Yes. I was on the wrong track.

I have started with a simple example. With the transfer function of a PI controller G_C(s)=K_C*(1+T_C*s)/T_C*s and the transfer function of a PT1 process G_P(s)=K_P/(1+T_P*s), I build the closed loop and calculate the characteristic equation
1+(K_P*K_C*(1+T_C*s))/((1+T_P*s)*T_C*s)=0
Now, I take the part between "1+" and "=0", name it G_CP and figure out the zeros and poles. These should be
s_z1 = -1/T_C (zero 1)
s_p1= 0 (pole 1)
s_p2=-1/T_P (pole 2).
Finally the curve parameter K_0=K_P*K_C/T_P.
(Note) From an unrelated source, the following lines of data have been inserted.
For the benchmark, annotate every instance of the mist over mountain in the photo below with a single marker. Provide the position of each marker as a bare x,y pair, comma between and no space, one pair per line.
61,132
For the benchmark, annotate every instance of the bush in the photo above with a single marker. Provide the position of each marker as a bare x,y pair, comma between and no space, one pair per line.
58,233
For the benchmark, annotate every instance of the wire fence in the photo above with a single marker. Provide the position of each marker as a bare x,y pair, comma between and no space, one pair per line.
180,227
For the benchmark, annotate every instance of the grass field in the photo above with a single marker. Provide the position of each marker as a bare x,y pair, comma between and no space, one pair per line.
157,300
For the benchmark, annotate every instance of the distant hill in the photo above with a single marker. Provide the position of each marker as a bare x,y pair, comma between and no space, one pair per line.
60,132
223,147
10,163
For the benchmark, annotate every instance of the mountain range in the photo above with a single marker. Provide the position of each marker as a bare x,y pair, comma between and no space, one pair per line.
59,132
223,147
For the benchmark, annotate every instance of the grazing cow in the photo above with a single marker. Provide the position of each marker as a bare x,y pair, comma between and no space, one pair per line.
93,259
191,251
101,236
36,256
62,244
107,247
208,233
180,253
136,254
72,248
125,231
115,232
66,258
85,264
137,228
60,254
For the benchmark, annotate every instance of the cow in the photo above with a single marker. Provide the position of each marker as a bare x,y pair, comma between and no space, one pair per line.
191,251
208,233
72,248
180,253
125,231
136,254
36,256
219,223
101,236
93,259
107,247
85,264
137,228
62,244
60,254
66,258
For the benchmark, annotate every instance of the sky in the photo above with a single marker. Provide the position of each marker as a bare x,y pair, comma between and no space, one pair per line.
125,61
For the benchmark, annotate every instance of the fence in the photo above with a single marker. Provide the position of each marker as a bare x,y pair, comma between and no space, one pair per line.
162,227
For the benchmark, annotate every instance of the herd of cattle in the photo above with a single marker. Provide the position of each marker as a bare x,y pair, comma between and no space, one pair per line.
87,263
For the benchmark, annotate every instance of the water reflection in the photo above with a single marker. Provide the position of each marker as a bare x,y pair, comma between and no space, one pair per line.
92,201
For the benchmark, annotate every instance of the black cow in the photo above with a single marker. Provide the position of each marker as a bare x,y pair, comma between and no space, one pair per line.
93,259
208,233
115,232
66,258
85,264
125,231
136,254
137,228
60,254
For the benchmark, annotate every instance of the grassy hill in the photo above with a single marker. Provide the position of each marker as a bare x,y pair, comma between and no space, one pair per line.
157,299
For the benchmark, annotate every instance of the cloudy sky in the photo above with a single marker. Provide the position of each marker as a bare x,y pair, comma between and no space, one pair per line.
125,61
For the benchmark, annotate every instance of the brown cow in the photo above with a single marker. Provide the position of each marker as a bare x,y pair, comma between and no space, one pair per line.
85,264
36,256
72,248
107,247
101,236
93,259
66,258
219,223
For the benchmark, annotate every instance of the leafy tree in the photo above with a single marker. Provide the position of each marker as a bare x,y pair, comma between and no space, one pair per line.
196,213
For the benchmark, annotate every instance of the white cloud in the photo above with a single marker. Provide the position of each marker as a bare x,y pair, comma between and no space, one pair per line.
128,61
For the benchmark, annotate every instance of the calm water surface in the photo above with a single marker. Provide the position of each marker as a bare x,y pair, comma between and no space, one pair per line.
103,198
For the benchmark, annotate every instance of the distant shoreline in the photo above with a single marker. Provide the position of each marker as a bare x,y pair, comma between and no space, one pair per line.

With this I could play with the time constants and gains of process and controller. As you suggested, I can try to minimize K_P like it would be in the area of the gain reversal. I can also define a process with negative gain and examine the stability on the other side of the gain reversal. I have the feeling that both, the gain reversal and the small gain cause instability. I think you wrote about the small gain problem before but I wasn't sure what you mean.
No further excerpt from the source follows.